In the RESORCE trial, regorafenib was shown to provide overall survival (OS) benefit for patients with hepatocellular carcinoma (HCC) that has progressed on sorafenib treatment. Subsequently, it was approved by the Therapeutic Goods Administration for the treatment of patients with HCC who were previously treated with sorafenib; however, regorafenib is still not recommended by the Pharmaceutical Benefits Advisory Committee in Australia. We aimed to assess the cost effectiveness of regorafenib as a second-line therapy for patients with HCC who progressed on sorafenib from an Australian healthcare perspective.

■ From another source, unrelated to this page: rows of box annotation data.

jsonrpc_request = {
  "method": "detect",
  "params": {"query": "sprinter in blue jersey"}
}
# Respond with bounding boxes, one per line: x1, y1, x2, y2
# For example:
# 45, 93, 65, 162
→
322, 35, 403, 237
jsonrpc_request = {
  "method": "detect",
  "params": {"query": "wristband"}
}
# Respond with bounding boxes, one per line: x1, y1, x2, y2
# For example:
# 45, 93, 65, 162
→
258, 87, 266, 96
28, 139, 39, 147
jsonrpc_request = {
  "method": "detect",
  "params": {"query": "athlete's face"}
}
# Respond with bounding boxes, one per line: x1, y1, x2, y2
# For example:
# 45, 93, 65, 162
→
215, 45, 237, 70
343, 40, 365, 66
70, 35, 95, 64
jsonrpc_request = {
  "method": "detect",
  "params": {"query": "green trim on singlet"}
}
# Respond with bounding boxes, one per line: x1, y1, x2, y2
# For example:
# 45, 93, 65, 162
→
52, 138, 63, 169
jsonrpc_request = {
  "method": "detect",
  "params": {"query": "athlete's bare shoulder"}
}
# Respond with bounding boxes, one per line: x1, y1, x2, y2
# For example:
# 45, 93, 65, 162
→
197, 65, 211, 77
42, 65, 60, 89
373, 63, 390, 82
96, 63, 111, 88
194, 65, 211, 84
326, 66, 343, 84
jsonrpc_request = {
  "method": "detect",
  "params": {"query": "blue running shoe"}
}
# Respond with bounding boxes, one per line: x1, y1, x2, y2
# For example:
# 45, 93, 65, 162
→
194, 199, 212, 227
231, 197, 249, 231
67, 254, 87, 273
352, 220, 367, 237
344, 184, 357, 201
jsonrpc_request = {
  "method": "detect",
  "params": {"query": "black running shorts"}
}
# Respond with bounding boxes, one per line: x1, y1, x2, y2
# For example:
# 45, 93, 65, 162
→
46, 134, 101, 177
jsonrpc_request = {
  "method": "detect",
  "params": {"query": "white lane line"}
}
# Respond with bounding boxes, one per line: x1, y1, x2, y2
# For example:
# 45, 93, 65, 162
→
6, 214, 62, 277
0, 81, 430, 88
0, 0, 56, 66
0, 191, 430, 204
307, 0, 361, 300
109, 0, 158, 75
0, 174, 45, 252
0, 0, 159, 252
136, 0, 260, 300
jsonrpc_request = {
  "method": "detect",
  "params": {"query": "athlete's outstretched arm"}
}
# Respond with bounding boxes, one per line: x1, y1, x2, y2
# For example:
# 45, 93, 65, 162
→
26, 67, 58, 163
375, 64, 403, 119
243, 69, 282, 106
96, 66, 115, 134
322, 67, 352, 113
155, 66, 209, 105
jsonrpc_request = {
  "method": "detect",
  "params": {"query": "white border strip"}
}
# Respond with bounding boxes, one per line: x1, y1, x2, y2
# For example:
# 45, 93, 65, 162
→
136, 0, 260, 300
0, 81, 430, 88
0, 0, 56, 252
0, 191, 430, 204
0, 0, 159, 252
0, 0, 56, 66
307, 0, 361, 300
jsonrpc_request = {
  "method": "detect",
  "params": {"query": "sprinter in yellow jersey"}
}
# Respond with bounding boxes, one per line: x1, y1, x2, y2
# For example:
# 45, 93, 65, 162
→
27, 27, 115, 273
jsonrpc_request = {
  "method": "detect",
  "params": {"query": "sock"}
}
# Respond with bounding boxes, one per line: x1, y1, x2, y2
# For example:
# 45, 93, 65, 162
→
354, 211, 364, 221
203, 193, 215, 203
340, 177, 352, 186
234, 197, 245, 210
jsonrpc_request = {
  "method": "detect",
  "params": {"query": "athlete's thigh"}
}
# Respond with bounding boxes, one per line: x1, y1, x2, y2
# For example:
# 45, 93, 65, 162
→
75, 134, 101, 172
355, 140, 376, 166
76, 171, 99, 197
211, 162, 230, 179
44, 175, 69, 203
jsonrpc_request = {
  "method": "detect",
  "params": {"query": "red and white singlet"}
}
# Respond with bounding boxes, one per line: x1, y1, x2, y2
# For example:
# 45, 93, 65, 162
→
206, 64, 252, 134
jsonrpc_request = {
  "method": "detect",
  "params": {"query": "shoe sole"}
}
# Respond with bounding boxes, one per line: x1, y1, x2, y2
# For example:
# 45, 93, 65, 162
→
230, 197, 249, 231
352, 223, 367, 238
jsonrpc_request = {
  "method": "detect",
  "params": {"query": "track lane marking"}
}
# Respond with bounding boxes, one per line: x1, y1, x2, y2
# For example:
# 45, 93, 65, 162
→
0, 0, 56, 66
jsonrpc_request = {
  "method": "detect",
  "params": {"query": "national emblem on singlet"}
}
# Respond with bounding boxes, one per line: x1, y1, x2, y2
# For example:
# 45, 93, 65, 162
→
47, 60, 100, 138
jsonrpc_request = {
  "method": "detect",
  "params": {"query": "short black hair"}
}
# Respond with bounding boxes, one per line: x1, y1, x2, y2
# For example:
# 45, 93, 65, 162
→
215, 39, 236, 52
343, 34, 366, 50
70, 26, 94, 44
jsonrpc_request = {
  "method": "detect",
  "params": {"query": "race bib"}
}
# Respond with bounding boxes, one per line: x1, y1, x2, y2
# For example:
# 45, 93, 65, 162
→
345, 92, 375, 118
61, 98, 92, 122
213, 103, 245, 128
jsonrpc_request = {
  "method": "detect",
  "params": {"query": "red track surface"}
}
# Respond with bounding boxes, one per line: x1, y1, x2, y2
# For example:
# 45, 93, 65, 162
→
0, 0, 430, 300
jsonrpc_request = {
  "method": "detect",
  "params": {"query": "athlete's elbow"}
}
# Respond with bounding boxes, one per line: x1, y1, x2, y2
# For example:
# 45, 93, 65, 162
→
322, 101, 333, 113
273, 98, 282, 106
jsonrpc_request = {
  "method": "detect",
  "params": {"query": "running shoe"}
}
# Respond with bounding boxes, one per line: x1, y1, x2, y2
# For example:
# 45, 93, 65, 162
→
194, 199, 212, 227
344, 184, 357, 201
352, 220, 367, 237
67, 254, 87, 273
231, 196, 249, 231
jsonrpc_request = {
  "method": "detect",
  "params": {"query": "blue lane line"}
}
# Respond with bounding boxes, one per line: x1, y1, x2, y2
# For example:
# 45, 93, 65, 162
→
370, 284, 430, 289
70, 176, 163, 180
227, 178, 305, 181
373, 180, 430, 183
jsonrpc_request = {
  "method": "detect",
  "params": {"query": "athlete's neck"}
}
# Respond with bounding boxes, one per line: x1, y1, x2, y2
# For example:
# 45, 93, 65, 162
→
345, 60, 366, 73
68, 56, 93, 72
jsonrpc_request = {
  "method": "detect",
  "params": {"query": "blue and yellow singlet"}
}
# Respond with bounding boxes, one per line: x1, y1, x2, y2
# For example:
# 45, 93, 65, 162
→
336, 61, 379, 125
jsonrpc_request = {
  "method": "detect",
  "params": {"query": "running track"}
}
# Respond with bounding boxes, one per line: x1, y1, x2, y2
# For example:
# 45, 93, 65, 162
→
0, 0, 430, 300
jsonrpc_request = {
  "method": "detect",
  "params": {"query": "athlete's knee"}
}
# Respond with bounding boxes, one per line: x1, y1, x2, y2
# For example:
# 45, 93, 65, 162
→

We developed a Markov model to compare the cost effectiveness of regorafenib with best supportive care (BSC) as a second-line therapy for HCC after treatment with sorafenib. The health outcomes of life-years and quality-adjusted life-years (QALYs) were derived from the RESORCE trial. Survival benefits sourced from the RESORCE trial were fitted with the parametric model to estimate survival beyond the follow-up period. Drug costs and costs associated with adverse events (AEs) were sourced from published literature and the Independent Health and Aged Care Pricing Authority cost report. Model validity was verified using probabilistic sensitivity analyses.

The incremental monthly cost of treatment with regorafenib was AUD19,273 (USD13,374), with an incremental life-year gain of 0.38, compared with BSC. The incremental QALYs gained with regorafenib were 0.24, resulting in a base-case incremental cost-effectiveness ratio (ICER) of AUD80,511 (USD55,872) per QALY. In the probabilistic sensitivity analyses across scenarios, the ICER remained above the conventional threshold of AUD50,000 (USD34,698) per QALY, with a zero probability of being cost effective at this willingness-to-pay threshold.

At the current price, second-line treatment with regorafenib in patients with HCC that has progressed on sorafenib was not cost effective at the conventional willingness-to-pay threshold from an Australian health-system perspective.